An attorney is bound to protect his clients interest to the best of his ability and with
utmost diligence. A failure to file brief for his client certainly constitutes
inexcusable negligence on his part.The respondent has indeed committed a serious
lapse in the duty owed by him to his client as well as to the Court not to delay
litigation and to aid in the speedy administration of justice.[18]

Thus, we take exception to the general rule that the mistakes and negligence of
counsel binds the client.[19] In view of the circumstances surrounding this case, we
opt for liberality in the application of the rules considering that First, the rule that
negligence of counsel binds the client may be relaxed where adherence thereto
would result in outright deprivation of the clients liberty or property, or where the
interests of justice so require, and Second, this Court is not a slave to technical rules,
shorn of judicial discretion. In rendering justice, it is guided by the norm that on the
balance, technicalities take a backseat against substantive rights. Accordingly, if the
application of the rules tends to frustrate rather than promote justice, it is always
within this Courts power to suspend the rules or except a particular case from its
application.[20]

In this light, we hold that petitioner Julian Villaflor should be given his chance to be
heard on appeal. Nevertheless, we do not countenance the inexcusable negligence
committed by his former counsel Valdez-Sales & Associates and the former
handling lawyer Atty. Willie B. Sarmiento for failing to file the appellants brief on
time, and warn them to be more conscientious in the discharge of their duties to their
clients.

WHEREFORE, the Resolution of the Court of Appeals in CA-G.R. CV No. 59290


dated June 23, 2000 is REVERSED and SET ASIDE. The appeal interposed by
petitioners Julian Villaflor, et al. is REINSTATED. The Court of Appeals is
directed to decide the appeal of all appellants in the said case with dispatch. Valdez-
Sales & Associates and Atty. Willie B. Sarmiento are directed to SHOW
CAUSE within ten (10) inextendible days from receipt of this Decision why they
should not be disciplinarily dealt with for gross negligence arising from their failure
to file Julian Villaflors appellants brief on time.

SO ORDERED.

ANTONIO EDUARDO B. NACHURA


Associate Justice

WE CONCUR:

CONSUELO YNARES-SANTIAGO
Associate Justice
Chairperson

ADOLFO S. AZCUNA MINITA V. CHICO-NAZARIO


Associate Justice Associate Justice

PRESBITERO J. VELASCO, JR.


Associate Justice

ATTESTATION
I attest that the conclusions in the above Decision were reached in consultation
before the case was assigned to the writer of the opinion of the Courts Division.

CONSUELO YNARES-SANTIAGO
Associate Justice
Chairperson, Third Division

CERTIFICATION

Pursuant to Section 13, Article VIII of the Constitution and the Division
Chairperson's Attestation, I certify that the conclusions in the above Decision had
been reached in consultation before the case was assigned to the writer of the opinion
of the Courts Division.

REYNATO S. PUNO
Chief Justice
*
Additional member replacing Associate Justice Ruben T. Reyes per Special Order No. 521 dated September 29,
2008.
**
Additional member replacing Associate Justice Ma.

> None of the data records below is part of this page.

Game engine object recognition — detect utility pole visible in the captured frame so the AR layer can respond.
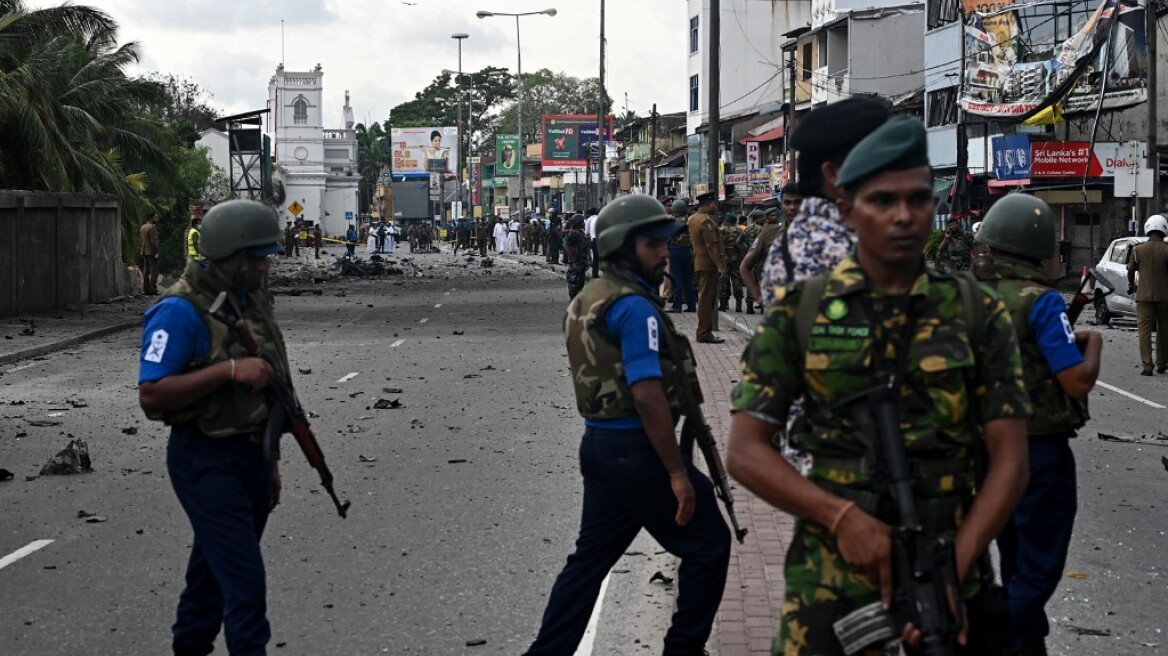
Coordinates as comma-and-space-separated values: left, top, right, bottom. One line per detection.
695, 0, 714, 330
1136, 0, 1160, 215
647, 103, 656, 198
596, 0, 606, 208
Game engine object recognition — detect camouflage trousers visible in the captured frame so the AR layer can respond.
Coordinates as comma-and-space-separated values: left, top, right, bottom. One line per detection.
568, 264, 588, 299
718, 260, 744, 303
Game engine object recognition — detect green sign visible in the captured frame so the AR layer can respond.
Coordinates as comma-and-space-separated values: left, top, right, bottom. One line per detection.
495, 134, 521, 176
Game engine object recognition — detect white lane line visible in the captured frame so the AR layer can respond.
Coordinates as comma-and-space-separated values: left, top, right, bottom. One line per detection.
1096, 381, 1168, 410
576, 574, 612, 656
0, 539, 54, 569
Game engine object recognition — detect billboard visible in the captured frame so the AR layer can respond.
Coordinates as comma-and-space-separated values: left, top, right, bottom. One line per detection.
495, 134, 520, 176
390, 127, 458, 177
959, 0, 1148, 125
541, 114, 612, 173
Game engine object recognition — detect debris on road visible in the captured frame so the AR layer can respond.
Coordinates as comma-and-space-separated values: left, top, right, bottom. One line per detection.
41, 440, 93, 476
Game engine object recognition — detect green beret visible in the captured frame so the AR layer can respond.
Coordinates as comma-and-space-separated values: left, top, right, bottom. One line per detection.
835, 117, 929, 188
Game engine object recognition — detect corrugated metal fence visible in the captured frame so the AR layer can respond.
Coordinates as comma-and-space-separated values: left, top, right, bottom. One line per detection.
0, 191, 133, 317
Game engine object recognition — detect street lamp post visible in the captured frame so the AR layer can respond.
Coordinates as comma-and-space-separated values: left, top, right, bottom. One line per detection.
450, 33, 471, 219
475, 8, 556, 218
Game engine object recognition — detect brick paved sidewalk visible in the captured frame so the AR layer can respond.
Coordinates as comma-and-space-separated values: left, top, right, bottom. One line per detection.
670, 313, 794, 656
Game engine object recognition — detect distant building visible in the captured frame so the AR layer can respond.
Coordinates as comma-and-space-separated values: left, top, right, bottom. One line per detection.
266, 64, 360, 236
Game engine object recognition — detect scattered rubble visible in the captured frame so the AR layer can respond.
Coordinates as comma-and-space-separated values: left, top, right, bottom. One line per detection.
41, 440, 93, 476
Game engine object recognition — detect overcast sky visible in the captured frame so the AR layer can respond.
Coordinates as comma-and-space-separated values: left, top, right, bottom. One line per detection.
26, 0, 687, 127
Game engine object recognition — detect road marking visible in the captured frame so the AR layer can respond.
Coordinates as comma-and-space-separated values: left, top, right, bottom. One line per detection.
0, 539, 53, 569
575, 574, 612, 656
1096, 381, 1168, 410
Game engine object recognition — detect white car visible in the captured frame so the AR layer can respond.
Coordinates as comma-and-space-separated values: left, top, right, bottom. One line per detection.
1091, 237, 1148, 326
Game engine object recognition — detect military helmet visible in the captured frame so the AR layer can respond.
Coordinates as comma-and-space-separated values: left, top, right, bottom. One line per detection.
1143, 214, 1168, 237
974, 194, 1056, 259
596, 194, 681, 258
199, 201, 284, 261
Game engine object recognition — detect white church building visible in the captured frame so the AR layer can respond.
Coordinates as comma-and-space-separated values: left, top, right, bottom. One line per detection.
265, 64, 361, 236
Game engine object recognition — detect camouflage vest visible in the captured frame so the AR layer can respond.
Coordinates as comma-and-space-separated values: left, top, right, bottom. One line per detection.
147, 257, 290, 438
564, 265, 702, 419
974, 257, 1091, 438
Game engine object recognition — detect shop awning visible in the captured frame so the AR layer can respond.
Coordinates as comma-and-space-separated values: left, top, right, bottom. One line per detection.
738, 125, 783, 145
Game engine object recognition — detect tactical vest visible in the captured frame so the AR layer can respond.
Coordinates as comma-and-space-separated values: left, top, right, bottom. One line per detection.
564, 265, 702, 419
974, 257, 1091, 438
147, 257, 291, 438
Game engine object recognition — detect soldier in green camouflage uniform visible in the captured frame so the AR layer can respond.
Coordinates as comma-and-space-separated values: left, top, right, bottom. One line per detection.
718, 214, 746, 312
937, 218, 974, 271
726, 118, 1030, 656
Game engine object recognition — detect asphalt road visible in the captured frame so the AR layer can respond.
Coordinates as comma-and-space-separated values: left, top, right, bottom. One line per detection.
0, 254, 1168, 656
0, 254, 674, 656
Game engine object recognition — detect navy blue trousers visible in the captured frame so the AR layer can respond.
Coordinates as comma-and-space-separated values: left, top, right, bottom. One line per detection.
166, 425, 272, 656
997, 437, 1078, 644
527, 428, 730, 656
669, 246, 697, 312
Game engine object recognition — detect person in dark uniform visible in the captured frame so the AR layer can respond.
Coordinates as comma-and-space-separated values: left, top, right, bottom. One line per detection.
973, 194, 1103, 656
138, 201, 288, 656
666, 198, 697, 312
527, 194, 730, 656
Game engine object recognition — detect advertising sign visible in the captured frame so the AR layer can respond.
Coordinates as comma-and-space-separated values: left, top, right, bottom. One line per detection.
541, 114, 612, 173
990, 134, 1030, 180
495, 134, 520, 176
959, 0, 1147, 125
1030, 141, 1143, 179
390, 127, 458, 177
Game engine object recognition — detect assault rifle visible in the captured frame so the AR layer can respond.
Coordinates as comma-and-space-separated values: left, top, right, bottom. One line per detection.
210, 292, 352, 518
681, 404, 746, 544
834, 385, 962, 656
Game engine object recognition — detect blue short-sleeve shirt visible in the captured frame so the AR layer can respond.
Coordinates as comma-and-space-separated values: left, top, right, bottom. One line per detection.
1029, 291, 1083, 374
138, 296, 211, 385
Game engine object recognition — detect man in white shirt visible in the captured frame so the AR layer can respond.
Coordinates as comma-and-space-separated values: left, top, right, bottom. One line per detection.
584, 208, 600, 278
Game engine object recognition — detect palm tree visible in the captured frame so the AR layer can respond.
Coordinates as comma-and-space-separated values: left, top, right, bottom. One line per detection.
0, 0, 176, 252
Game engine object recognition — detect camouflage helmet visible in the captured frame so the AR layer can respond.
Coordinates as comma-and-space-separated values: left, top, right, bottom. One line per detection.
199, 201, 284, 261
596, 194, 680, 258
974, 194, 1056, 259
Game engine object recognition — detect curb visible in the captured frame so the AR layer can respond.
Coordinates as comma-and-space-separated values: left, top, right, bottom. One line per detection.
0, 319, 141, 365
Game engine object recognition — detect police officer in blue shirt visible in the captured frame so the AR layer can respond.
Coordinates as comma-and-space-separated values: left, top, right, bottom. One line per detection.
527, 194, 730, 656
138, 201, 290, 656
974, 194, 1103, 656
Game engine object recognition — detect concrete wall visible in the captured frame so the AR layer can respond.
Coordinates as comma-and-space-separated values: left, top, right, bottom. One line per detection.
0, 191, 132, 317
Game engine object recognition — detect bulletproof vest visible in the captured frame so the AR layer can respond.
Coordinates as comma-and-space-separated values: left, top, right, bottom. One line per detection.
669, 216, 694, 249
564, 265, 702, 419
187, 228, 201, 258
147, 257, 291, 438
974, 257, 1091, 438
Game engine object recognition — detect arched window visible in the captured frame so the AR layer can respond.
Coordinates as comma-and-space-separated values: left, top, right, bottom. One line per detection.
292, 96, 308, 125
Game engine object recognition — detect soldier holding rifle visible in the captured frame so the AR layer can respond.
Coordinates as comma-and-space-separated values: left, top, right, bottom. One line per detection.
528, 194, 732, 656
138, 201, 338, 655
726, 118, 1030, 656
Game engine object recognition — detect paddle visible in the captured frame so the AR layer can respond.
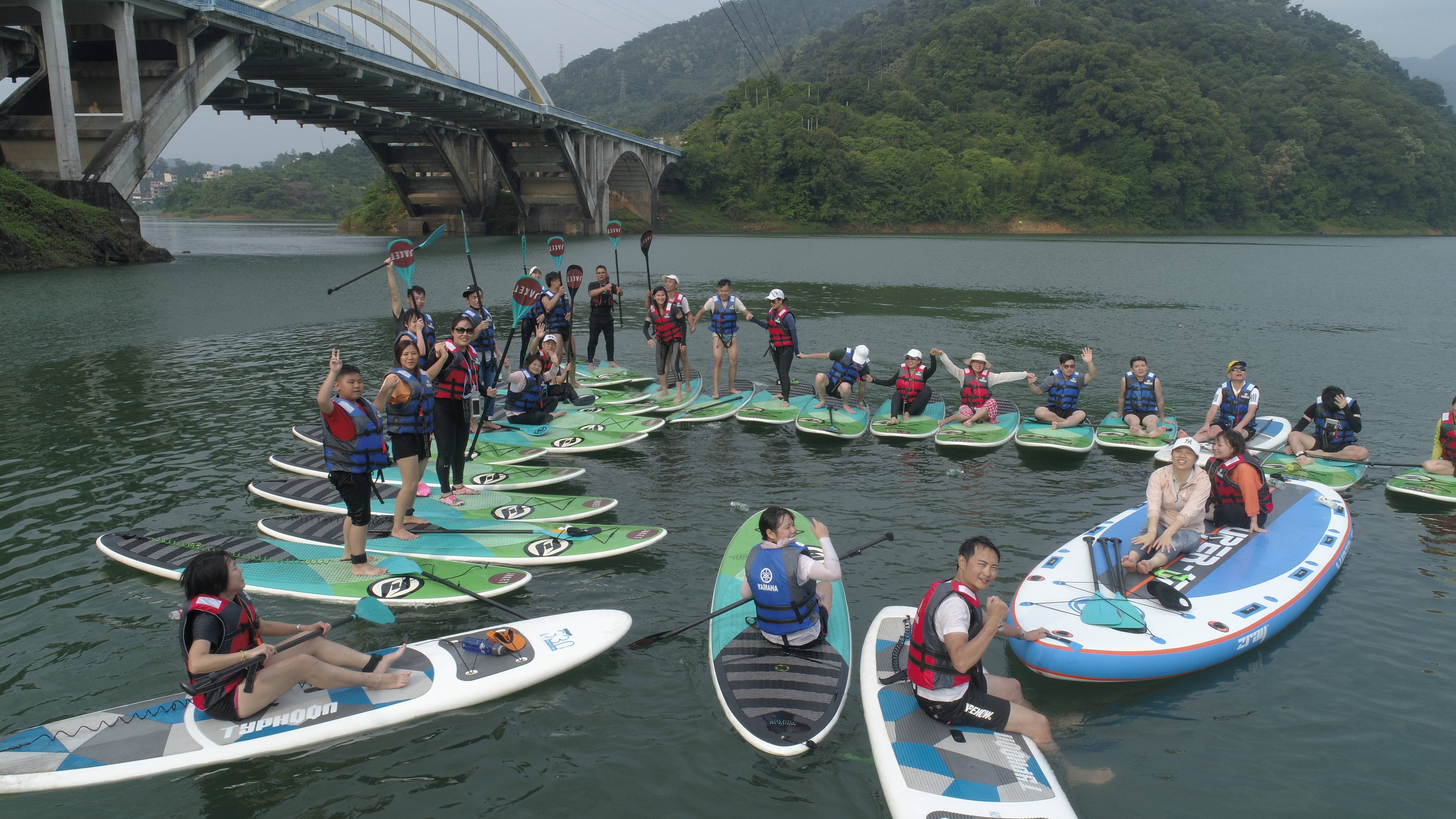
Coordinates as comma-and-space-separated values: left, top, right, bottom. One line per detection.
376, 555, 530, 619
182, 598, 395, 697
627, 532, 895, 648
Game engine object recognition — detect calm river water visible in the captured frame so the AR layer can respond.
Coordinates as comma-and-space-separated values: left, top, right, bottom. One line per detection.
0, 221, 1456, 819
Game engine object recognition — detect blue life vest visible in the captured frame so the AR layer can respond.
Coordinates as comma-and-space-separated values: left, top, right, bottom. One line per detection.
710, 296, 738, 335
320, 396, 389, 475
384, 367, 435, 436
1313, 395, 1355, 452
744, 541, 818, 634
1217, 382, 1258, 430
1047, 369, 1082, 411
1123, 370, 1157, 412
505, 370, 546, 415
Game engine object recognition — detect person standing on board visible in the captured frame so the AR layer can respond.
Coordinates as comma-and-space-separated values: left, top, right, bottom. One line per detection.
1031, 347, 1096, 430
904, 536, 1112, 784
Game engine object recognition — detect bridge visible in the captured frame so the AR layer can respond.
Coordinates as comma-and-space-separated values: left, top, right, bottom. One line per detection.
0, 0, 681, 233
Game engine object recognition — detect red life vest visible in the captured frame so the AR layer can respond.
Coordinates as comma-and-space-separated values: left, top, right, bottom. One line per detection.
647, 305, 683, 344
1209, 455, 1274, 514
178, 592, 260, 708
769, 308, 793, 347
895, 364, 925, 401
906, 578, 981, 688
961, 369, 991, 410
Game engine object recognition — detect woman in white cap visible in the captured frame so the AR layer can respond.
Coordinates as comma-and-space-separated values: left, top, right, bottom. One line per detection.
930, 348, 1037, 428
1123, 437, 1213, 574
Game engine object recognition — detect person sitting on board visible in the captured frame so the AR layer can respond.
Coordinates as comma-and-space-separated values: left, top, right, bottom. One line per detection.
317, 350, 389, 576
738, 506, 840, 648
1117, 355, 1168, 439
885, 350, 935, 425
1421, 398, 1456, 475
505, 354, 566, 427
1178, 361, 1259, 443
798, 344, 875, 412
906, 536, 1112, 783
374, 338, 445, 541
1204, 430, 1274, 532
1027, 347, 1096, 430
930, 347, 1037, 428
587, 264, 622, 367
1284, 386, 1370, 466
693, 278, 753, 399
748, 287, 799, 407
642, 284, 686, 404
178, 551, 409, 721
1123, 439, 1213, 574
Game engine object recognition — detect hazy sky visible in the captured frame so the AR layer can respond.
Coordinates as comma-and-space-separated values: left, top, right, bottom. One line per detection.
0, 0, 1456, 166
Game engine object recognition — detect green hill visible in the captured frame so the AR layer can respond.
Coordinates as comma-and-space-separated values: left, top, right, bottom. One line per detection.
668, 0, 1456, 232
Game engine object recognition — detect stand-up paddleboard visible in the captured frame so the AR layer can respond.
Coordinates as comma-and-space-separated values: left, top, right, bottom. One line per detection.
869, 386, 945, 439
708, 511, 853, 756
1011, 481, 1351, 682
1262, 452, 1369, 491
96, 523, 531, 606
935, 398, 1021, 449
0, 609, 632, 793
1096, 410, 1178, 455
859, 606, 1076, 819
258, 514, 667, 565
1385, 466, 1456, 503
247, 478, 617, 522
268, 450, 587, 493
291, 424, 546, 466
1153, 415, 1293, 466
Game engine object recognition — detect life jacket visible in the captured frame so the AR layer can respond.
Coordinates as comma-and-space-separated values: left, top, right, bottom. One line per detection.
178, 592, 260, 708
384, 367, 435, 436
829, 347, 865, 389
906, 578, 981, 688
961, 369, 991, 410
647, 305, 683, 344
505, 370, 546, 415
435, 341, 481, 399
895, 364, 926, 401
709, 296, 738, 335
1209, 455, 1274, 514
1047, 369, 1082, 411
1219, 382, 1256, 430
767, 308, 793, 347
320, 396, 389, 475
1313, 395, 1355, 452
744, 542, 818, 635
1123, 370, 1157, 412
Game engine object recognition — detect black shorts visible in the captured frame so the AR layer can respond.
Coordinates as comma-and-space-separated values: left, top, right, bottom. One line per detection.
329, 472, 374, 526
389, 433, 429, 461
916, 682, 1011, 731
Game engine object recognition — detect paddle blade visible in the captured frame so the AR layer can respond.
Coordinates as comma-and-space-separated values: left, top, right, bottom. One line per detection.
354, 598, 395, 624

Alicia Austria-Martinez, who concurred with the CA resolution
under consideration when she was still a member of that Court, per Raffle dated October 15, 2008.
[1]
Rollo, pp. 27-30.
[2]
Composed of Associate Justices Renato C. Dacudao (ponente), Ma. Alicia Austria-Martinez (now a member of this
Court), and Salvador J. Valdez, Jr.
[3]
Folder of Exhibits, pp. 18-30.
[4]
Id. at 29-30.
[5]
Id. at 31-40.
[6]
Id. at 39.
[7]
Id. at 41.
[8]
CA rollo, pp. 68-82.
[9]
Id. at 82.
[10]
Id. at 65-67.
[11]
Id. at 144-145.
[12]
Id. at 146-147.
[13]
Id. at 148-149.
[14]
Rollo, pp. 14-15.
[15]
CA rollo, p. 183.
[16]
Rollo, p. 30. (Emphasis supplied.)
[17]
Villaflores v. Limos, A.C. No. 7504, November 23, 2007, 538 SCRA 140, 150; Ginete v. Court of Appeals, G.R.
No. 127596, September 24, 1998, 296 SCRA 38.
[18]
Perla Compania de Seguros, Inc. v. Atty. Benedicto G. Saquilabon, 337 Phil. 555, 558 (1997).
[19]
Tan v. Tan, G.R. No. 133805, June 29, 2004, 433 SCRA 44, 48.
[20]
Magallanes v. Sun Yat Sen Elementary School, G.R. No. 160876, January 18, 2008, 542 SCRA 78, 85.